Frank Jones may have taken a liking to young Fernando, but affection was not universal. The Chronicle declared in 1892 that Hartford had "a lump of diseased tissue which serves him as a brain." In fairly short order, though, Hartford managed to acquire the Chronicle and the Gazette. He then set about eliminating his competition.
At that time the Herald and Gazette shared offices on Pleasant Street...some time in 1925, they moved into the Hartford Building, at 84 Congress.
Emblazoning your name on a building in foot-high letters might seem a bit outre, at least for those pre-Trump days, but consider: Hartford was not just the town's sole source of news - he was also the Mayor. First elected in 1920, he served seven non-consecutive terms.
Hartford died in 1938, and his son continued as publisher of the Gazette until 1963. The Gazette occupied the Hartford building for "about forty years." Today, it is "an eight page newspaper published 26 times a year, on alternating Fridays." Founded in 1756, it calls itself "The Nation's Oldest Newspaper."
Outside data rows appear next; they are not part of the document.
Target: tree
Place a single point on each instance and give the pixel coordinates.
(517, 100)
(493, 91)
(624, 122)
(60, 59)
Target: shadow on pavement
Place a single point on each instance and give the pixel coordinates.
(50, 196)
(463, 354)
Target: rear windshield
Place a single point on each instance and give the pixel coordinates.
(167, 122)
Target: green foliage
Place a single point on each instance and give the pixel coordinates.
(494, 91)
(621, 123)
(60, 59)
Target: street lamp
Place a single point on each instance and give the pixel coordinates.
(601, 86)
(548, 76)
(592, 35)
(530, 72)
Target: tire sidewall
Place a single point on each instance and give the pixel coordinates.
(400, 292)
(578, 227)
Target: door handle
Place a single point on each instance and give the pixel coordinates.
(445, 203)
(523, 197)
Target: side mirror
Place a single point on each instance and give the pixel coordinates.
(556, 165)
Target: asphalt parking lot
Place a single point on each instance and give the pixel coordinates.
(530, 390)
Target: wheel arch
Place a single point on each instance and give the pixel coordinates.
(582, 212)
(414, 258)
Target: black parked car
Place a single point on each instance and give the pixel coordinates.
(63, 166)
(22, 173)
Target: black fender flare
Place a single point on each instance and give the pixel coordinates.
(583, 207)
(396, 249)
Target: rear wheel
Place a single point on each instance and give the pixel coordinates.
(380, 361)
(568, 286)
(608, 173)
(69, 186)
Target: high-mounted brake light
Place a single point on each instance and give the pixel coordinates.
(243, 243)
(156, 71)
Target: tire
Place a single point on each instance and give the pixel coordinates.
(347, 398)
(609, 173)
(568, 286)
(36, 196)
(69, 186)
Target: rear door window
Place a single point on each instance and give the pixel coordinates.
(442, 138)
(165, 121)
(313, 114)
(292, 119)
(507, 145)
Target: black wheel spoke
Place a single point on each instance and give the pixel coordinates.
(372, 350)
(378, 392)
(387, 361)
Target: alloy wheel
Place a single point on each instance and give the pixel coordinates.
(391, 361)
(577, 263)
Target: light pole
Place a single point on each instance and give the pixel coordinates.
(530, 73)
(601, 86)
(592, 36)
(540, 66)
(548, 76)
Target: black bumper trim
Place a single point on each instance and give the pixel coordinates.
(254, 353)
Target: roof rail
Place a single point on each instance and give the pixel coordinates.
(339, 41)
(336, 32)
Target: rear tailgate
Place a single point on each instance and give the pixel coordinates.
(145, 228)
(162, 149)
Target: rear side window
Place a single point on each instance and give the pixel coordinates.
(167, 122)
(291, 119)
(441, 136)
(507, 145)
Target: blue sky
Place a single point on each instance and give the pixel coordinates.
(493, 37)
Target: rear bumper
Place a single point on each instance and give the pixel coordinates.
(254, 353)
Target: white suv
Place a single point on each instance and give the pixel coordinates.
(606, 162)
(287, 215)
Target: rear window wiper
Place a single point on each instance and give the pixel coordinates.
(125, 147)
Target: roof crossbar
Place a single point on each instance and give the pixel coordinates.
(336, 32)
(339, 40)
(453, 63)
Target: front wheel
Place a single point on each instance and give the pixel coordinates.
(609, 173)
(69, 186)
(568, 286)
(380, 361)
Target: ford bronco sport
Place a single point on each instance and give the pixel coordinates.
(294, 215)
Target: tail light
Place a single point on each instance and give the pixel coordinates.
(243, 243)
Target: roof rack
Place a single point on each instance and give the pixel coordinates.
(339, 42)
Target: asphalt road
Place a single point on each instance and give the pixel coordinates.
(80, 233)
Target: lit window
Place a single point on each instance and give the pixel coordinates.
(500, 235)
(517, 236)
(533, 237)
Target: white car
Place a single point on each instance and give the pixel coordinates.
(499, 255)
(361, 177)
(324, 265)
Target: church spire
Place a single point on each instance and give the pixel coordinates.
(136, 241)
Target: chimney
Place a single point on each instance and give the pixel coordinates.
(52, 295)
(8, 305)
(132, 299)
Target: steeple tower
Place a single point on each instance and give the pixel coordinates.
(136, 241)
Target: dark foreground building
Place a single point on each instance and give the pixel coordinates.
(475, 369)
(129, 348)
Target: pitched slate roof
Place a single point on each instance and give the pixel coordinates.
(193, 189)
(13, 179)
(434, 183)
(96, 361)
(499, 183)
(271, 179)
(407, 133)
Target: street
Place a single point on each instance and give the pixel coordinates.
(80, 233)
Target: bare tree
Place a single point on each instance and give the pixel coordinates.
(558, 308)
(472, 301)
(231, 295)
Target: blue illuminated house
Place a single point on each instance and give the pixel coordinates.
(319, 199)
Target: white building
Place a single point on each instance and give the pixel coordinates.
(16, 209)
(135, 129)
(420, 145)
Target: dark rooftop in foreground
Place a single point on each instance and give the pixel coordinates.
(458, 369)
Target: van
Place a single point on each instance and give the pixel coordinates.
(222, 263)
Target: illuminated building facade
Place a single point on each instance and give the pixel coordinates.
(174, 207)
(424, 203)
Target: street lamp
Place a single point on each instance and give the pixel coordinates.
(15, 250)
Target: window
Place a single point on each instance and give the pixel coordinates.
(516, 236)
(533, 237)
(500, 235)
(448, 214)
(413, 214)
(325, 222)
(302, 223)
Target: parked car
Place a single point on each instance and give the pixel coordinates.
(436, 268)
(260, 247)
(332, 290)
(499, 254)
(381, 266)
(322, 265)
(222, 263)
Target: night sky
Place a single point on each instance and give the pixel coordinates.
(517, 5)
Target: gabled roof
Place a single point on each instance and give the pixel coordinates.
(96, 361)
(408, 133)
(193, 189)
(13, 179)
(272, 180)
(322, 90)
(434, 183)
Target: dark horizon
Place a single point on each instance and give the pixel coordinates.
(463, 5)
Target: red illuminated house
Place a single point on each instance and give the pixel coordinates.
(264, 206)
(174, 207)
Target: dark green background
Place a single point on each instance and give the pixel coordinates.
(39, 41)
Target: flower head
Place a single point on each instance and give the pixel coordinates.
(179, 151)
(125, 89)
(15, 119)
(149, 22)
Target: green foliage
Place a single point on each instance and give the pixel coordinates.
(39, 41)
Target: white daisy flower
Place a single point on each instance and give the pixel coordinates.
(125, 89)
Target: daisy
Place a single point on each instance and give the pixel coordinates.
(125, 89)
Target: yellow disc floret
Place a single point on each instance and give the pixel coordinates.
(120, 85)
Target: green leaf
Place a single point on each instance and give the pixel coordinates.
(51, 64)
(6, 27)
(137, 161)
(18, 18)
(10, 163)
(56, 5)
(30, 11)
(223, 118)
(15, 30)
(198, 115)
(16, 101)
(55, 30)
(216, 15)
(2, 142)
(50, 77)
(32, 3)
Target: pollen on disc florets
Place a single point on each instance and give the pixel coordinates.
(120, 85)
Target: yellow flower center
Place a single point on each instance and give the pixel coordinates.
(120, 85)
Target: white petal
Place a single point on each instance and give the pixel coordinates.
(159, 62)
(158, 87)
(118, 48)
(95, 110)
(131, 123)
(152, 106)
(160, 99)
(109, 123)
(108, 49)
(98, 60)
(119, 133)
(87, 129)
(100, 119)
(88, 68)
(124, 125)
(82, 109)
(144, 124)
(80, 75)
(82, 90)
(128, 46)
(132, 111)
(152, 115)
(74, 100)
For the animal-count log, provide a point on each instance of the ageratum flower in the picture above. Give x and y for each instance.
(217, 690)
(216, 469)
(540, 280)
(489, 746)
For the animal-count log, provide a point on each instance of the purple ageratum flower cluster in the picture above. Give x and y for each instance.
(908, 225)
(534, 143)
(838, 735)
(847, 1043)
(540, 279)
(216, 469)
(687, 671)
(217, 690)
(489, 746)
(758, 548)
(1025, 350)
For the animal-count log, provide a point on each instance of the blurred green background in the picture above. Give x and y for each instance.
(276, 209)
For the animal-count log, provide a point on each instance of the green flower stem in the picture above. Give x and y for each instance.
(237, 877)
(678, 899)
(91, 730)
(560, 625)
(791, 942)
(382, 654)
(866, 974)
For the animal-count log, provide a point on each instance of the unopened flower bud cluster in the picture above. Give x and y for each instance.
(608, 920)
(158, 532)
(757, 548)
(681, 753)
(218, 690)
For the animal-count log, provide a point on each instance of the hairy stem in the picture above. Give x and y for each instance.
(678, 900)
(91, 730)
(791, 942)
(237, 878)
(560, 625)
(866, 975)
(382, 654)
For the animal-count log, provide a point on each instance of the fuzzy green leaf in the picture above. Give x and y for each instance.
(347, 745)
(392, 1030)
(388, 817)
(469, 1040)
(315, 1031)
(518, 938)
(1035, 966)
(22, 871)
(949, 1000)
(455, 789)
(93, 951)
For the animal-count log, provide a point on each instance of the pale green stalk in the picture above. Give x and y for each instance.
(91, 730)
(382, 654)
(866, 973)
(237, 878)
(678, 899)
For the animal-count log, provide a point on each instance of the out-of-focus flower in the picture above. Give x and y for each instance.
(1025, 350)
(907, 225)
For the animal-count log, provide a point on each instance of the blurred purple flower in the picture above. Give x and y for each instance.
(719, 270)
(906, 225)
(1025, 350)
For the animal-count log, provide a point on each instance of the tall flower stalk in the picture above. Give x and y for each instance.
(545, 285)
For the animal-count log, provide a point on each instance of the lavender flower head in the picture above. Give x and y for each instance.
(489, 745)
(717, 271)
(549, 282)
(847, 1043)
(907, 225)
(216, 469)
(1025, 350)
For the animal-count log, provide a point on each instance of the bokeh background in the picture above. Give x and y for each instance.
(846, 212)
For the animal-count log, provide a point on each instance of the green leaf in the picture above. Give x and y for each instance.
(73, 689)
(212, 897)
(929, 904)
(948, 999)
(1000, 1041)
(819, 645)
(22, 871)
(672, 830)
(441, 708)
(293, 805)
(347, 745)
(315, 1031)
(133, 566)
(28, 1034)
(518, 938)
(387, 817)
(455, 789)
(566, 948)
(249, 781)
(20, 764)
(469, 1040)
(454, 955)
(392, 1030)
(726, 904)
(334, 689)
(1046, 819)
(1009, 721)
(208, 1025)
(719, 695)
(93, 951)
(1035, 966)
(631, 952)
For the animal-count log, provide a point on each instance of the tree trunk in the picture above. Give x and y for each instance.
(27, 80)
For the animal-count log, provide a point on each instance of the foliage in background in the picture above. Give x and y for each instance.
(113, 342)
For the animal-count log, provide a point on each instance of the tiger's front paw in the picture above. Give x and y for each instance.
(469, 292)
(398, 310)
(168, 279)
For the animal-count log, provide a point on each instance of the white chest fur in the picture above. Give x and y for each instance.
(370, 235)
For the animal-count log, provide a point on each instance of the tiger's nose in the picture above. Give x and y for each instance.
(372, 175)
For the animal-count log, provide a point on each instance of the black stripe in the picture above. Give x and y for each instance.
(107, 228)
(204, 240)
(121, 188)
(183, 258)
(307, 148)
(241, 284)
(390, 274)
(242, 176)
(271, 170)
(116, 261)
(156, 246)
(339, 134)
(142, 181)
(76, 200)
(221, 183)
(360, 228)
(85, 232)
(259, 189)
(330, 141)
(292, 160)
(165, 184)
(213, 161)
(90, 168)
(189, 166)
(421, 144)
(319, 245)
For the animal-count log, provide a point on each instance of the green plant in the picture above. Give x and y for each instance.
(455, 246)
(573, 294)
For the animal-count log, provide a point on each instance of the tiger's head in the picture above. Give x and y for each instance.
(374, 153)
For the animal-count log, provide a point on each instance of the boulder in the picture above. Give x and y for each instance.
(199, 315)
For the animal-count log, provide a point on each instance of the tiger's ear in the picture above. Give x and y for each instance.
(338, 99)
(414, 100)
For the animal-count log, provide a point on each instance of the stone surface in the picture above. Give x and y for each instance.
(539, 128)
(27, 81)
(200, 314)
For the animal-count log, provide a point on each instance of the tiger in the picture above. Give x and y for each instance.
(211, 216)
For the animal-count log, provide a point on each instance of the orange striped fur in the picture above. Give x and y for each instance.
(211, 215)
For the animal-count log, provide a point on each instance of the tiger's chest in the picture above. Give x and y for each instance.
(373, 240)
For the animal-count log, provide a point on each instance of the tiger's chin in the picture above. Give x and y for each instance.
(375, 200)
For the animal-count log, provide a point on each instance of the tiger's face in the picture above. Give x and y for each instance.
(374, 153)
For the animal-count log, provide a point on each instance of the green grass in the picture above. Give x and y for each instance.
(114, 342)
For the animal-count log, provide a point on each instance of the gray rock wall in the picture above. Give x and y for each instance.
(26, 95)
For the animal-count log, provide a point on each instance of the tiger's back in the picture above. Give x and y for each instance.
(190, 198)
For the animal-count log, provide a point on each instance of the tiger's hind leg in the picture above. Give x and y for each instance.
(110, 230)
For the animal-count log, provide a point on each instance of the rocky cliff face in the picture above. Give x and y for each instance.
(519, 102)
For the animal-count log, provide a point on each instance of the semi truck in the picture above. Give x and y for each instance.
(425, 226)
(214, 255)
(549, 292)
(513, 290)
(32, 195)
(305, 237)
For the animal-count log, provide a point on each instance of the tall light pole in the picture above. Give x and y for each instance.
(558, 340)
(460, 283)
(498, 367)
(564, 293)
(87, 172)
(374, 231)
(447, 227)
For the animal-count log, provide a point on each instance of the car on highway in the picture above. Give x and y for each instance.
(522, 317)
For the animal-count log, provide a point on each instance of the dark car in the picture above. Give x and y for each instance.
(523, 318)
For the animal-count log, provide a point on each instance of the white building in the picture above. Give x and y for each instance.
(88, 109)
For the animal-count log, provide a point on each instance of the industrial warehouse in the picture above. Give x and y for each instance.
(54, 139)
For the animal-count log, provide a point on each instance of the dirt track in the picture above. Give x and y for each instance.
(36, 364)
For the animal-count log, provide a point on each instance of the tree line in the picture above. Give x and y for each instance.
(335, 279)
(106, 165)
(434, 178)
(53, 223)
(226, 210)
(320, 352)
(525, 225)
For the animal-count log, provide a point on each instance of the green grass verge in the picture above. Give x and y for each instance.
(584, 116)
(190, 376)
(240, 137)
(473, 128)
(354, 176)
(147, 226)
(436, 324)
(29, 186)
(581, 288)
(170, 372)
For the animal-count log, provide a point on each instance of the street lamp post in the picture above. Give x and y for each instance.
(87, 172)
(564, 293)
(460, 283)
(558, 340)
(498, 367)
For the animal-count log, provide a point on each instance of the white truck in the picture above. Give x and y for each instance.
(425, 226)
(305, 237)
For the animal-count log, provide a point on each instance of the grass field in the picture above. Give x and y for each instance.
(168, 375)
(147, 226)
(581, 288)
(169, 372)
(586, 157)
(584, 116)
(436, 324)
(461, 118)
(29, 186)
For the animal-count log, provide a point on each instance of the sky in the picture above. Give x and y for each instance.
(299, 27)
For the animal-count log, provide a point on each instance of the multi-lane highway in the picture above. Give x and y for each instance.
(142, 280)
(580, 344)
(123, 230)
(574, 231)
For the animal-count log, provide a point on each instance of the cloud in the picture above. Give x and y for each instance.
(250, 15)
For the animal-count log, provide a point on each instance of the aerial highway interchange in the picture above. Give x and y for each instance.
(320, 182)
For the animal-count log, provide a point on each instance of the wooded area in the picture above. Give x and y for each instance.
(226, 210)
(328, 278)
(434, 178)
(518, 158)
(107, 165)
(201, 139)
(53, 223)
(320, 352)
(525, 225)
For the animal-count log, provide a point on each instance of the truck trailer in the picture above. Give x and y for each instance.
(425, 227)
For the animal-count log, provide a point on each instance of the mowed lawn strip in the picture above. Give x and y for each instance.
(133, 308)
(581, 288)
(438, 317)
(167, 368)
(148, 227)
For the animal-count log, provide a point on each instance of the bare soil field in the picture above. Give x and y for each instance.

The nation's oldest continually published newspaper (since 1764) is, of course, the Hartford Courant.
And in case you were wondering, there appears to be no connection between Fernando Wood Hartford and Connecticut's capital city. Although his namesake, New York politician Fernando Wood, once spent two weeks stumping in the Constitution State, culminating in what a 1990 biography of Wood called "a monster rally in Hartford."